|
|
Human MSigDB Collections: Details and Acknowledgments
General notes
Beginning in MSigDB 7.0,
we are now using Ensembl as the platform annotation authority. Identifiers for genes are mapped to their HGNC approved Gene Symbol and
NCBI Gene ID through annotations extracted from Ensembl's BioMart data service, and will be updated at each MSigDB release with the
latest available version of Ensembl.
H collection: hallmark gene sets
We envision this collection as the starting point for your exploration of the MSigDB resource and GSEA. Hallmark gene sets summarize and represent specific well-defined biological states or processes and display coherent expression. These gene sets were generated by a computational methodology based on identifying gene set overlaps and retaining genes that display coordinate expression. The hallmarks reduce noise and redundancy and provide a better delineated biological space for GSEA.
We refer to the original overlapping gene sets, from which a hallmark is derived, as its 'founder' sets. Hallmark gene set pages provide links to the corresponding founder sets for more in-depth exploration. In addition, hallmark gene set pages include links to microarray data that served for refining and validation of the hallmark signatures.
To cite your use of the collection, and for further information, please refer to
Liberzon A, Birger C, Thorvaldsdóttir H, Ghandi M, Mesirov JP, Tamayo P. The Molecular Signatures
Database (MSigDB) hallmark gene set collection. Cell Syst. 2015 Dec 23;1(6):417-425.

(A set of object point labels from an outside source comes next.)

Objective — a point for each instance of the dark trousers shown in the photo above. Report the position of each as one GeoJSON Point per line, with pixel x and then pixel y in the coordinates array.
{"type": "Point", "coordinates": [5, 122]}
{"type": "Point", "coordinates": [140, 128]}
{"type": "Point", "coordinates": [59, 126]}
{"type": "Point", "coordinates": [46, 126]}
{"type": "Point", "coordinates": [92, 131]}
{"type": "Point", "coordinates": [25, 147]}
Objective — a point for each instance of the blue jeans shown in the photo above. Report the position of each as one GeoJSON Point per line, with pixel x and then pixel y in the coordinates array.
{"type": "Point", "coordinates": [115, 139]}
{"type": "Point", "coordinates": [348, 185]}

C1 collection: positional gene sets
Gene annotations for this collection are derived from the Chromosome and Karyotype band tracks from Ensembl
BioMart (see MSigDB release notes for the current version) and reflect the gene architecture as represented
on the primary assembly. Decimals in cytogenetic bands were ignored. For example, 5q31.1 was considered 5q31.
Therefore, genes annotated as 5q31.2 and those annotated as 5q31.3 were both placed in the same set, 5q31. These
gene sets can be helpful in identifying effects related to chromosomal deletions or amplifications, dosage
compensation, epigenetic silencing, and other regional effects.
C2 collection: curated gene sets
Gene sets in this collection are curated from various sources, including online pathway databases and the
biomedical literature. Many sets are also contributed by individual domain experts. The gene set page for
each gene set lists its source. The C2 collection is divided into the following two subcollections:
Chemical and genetic perturbations (CGP) and Canonical pathways (CP).
> C2 subcollection CGP: Chemical and genetic perturbations
Gene sets that represent expression signatures of genetic and chemical perturbations.
The majority of the CGP subcollection represents data curated from biomedical literature. Microarray, and
sequencing studies have identified many signatures of many important biological and clinical states (e.g.
cancer metastasis, stem cell characteristics, drug resistance).
Rather than, for example, a pathway database that is designed to represent a generic accounting of cellular
processes, CGP aims to provide specific targeted signatures largely from perturbation experiments.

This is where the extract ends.